Moi, j’arrive juste à la saison des pluies d’automne.
Souffle obscur, temps sombre, pas un vent frais.
Je concentre mon cœur, prie en silence : une réponse semble venue.
N’est-ce pas que la droiture peut toucher et se faire entendre ?
Un instant, tout s’apaise, tous les pics se dégagent.
Je lève les yeux : masses abruptes qui étançonnent le ciel bleu.
Le dais pourpre s’étend, rejoint la Colonne du Ciel.
Les Greniers de pierre bondissent, s’entassent vers le Gardien du Feu.
Saisi d’effroi, l’âme émue, je descends de cheval, m’incline.
Une allée de pins et de cyprès mène au Palais divin.
Mur rose, piliers vermillon, éclat mouvant.
Des peintures d’esprits, remplies de bleu et de rouge.
Gravissant les degrés, courbé, j’offre viande séchée et vin.
Par cette offrande maigre, je veux manifester mon cœur.
Le vieillard dans le temple comprend l’intention du dieu.
L’œil attentif, il observe, sait s’incliner.
Tenant les demi-coquilles, il me guide pour les jeter.
Dit que ceci est très propice, le reste difficilement égal.
Chassé dans les déserts barbares, heureux de n’être pas mort.
Vêtement et nourriture juste suffisants, j’accepte de finir ainsi.
Marquises, rois, généraux, ministres, tout espoir perdu depuis longtemps.
Le dieu, même s’il veut bénir, pourrait-il y réussir ?
La nuit, je gagne le temple bouddhique, monte au haut pavillon.
Étoiles et lune, entre-cachées, nuages laiteux.
Cris de singes, tintement de cloche, je ne sais plus l’aube.
Et voici le froid soleil éclatant, qui naît à l’orient.

Poème chinois

「谒衡岳庙遂宿岳寺题门楼」
五岳祭秩皆三公, 四方环镇嵩当中。
火维地荒足妖怪, 天假神柄专其雄。
喷云泄雾藏半腹, 虽有绝顶谁能穷?
我来正逢秋雨节, 阴气晦昧无清风。
潜心默祷若有应, 岂非正直能感通?
须臾静扫众峰出, 仰见突兀撑青空。
紫盖连延接天柱, 石廪腾掷堆祝融。
森然魄动下马拜, 松柏一迳趋灵宫。
纷墙丹柱动光彩, 鬼物图画填青红。
升阶伛偻荐脯酒, 欲以菲薄明其衷。
庙内老人识神意, 睢盱侦伺能鞠躬。
手持杯珓导我掷, 云此最吉余难同。
窜逐蛮荒幸不死, 衣食才足甘长终。
侯王将相望久绝, 神纵欲福难为功。
夜投佛寺上高阁, 星月掩映云曈昽。
猿鸣钟动不知曙, 杲杲寒日生于东。

韩愈

Explication du poème

Ce poème fut composé à l'automne de la première année de l'ère Yongzhen (805) sous l'empereur Xianzong des Tang.

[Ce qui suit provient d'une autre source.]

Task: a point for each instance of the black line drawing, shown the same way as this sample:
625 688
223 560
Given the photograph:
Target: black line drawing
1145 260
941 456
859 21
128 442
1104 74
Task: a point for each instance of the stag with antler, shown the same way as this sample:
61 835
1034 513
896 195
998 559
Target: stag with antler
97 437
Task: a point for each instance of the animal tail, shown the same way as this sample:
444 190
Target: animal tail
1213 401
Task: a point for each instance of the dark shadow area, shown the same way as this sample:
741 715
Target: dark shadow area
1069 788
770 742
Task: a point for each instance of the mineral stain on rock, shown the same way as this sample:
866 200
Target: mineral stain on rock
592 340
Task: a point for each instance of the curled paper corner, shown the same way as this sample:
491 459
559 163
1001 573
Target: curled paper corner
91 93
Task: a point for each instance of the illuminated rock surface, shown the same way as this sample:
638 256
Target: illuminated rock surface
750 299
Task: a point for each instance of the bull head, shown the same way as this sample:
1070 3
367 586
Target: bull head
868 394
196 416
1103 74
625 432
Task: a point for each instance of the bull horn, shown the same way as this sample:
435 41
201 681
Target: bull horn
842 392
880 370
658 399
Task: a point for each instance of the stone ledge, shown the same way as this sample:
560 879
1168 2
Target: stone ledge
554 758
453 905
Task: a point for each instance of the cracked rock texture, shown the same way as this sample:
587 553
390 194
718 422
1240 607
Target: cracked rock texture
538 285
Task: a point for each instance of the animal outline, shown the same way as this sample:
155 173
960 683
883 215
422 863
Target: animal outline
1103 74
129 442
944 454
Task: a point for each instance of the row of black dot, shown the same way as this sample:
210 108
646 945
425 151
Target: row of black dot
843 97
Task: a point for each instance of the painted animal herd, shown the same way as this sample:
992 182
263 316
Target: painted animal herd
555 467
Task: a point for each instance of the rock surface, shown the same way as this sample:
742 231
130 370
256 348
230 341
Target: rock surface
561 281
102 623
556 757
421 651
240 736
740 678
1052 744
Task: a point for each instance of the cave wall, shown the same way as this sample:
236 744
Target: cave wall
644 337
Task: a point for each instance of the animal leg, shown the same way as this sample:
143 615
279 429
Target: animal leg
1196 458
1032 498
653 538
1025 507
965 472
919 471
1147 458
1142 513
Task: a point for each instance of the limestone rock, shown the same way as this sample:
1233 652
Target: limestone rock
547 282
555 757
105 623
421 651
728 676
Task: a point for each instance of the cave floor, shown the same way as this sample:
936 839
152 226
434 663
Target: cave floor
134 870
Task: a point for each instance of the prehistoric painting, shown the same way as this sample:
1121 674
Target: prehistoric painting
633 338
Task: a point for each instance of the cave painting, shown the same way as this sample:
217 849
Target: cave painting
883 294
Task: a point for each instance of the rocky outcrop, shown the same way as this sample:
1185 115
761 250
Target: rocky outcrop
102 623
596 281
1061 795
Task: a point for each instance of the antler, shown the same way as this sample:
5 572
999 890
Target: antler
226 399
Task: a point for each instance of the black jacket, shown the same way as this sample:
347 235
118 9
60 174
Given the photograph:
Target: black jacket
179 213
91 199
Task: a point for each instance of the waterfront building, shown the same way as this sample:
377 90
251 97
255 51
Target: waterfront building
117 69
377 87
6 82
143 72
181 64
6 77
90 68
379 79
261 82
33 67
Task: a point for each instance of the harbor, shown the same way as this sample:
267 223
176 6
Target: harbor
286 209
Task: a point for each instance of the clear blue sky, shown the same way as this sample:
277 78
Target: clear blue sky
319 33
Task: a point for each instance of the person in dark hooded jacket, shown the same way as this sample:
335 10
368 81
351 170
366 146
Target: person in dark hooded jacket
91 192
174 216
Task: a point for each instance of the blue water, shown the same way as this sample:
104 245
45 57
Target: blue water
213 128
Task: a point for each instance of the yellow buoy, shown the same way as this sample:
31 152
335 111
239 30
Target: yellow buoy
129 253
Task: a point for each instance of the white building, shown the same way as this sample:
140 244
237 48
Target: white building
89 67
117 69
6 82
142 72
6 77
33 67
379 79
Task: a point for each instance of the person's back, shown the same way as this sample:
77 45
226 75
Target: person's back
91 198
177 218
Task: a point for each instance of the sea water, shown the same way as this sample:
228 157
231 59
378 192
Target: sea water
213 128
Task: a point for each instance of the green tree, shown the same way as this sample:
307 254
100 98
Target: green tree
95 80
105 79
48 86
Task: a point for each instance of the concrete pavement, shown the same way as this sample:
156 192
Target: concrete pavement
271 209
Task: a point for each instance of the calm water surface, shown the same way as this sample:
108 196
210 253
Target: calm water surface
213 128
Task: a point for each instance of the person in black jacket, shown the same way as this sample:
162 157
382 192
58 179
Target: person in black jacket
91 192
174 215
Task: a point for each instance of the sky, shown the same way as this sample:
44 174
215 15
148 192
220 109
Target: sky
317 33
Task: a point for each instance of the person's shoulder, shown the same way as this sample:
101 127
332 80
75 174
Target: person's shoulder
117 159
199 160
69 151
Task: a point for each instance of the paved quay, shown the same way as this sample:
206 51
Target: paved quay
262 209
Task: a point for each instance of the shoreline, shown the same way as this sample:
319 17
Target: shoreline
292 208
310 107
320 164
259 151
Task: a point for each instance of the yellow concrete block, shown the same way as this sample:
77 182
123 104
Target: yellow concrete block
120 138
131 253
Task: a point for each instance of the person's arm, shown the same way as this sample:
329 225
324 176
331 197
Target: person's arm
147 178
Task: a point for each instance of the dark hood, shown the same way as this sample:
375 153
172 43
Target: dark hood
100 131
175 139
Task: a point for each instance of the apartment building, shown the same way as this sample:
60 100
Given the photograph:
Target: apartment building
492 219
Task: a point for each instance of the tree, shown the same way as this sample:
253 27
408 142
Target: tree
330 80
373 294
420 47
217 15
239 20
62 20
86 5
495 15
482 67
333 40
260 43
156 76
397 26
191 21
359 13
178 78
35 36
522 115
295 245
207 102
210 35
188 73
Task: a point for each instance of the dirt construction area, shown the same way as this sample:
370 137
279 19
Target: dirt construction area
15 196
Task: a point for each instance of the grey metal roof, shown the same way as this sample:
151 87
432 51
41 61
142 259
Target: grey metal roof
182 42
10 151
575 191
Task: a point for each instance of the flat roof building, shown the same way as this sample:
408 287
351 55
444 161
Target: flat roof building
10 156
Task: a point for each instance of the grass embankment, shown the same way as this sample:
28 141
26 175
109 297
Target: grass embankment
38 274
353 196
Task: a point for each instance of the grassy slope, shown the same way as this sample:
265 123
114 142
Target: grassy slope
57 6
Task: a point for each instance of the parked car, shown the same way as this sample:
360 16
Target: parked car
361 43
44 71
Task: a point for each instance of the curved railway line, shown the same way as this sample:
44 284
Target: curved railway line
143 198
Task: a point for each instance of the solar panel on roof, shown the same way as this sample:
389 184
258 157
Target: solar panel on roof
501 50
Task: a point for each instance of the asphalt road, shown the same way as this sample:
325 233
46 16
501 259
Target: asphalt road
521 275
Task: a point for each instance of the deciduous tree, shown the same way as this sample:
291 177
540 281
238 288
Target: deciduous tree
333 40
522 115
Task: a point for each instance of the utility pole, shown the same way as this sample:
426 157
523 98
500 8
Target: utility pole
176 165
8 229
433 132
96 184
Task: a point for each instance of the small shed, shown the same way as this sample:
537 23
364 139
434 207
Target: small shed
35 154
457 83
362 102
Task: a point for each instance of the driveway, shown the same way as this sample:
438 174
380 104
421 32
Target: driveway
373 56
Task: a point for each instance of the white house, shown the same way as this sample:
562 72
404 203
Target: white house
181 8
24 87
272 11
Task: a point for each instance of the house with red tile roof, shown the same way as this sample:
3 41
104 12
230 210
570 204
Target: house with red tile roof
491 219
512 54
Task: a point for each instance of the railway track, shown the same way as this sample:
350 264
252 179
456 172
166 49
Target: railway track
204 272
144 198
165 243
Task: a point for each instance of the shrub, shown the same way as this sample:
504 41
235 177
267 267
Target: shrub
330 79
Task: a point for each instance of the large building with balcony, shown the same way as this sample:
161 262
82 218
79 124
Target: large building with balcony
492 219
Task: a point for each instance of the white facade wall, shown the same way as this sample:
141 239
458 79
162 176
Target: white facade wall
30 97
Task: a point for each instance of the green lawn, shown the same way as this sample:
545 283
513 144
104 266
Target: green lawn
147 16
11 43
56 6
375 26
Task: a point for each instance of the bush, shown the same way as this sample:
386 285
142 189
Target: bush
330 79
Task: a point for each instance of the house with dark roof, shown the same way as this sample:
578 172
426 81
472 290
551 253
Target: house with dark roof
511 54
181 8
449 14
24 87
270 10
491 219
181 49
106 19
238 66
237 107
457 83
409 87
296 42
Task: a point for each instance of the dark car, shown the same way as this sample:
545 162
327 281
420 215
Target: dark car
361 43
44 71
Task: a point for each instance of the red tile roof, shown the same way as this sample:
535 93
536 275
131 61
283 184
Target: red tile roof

Han Yu avait alors quarante-deux ans. L'année précédente, pour avoir présenté le mémoire Sur la sécheresse et la famine du peuple dénonçant les exactions des fonctionnaires de la capitale, il avait été rétrogradé au poste de préfet de Yangshan à Lianzhou (actuel Yangshan, Guangdong). Yangshan, région reculée et sauvage, l'y avait tenu en difficulté près d'un an. En août 805, l'empereur Shunzong abdiqua en faveur de l'empereur Xianzong, une amnistie générale fut proclamée, et Han Yu, gracié, put retourner vers le nord. Il fut nommé juge militaire (Facao canjun) de la préfecture de Jiangling. C'est précisément en route de Yangshan vers Jiangling qu'il fit un détour spécial pour gravir le pic du Sud, le mont Heng, et écrire ce poème.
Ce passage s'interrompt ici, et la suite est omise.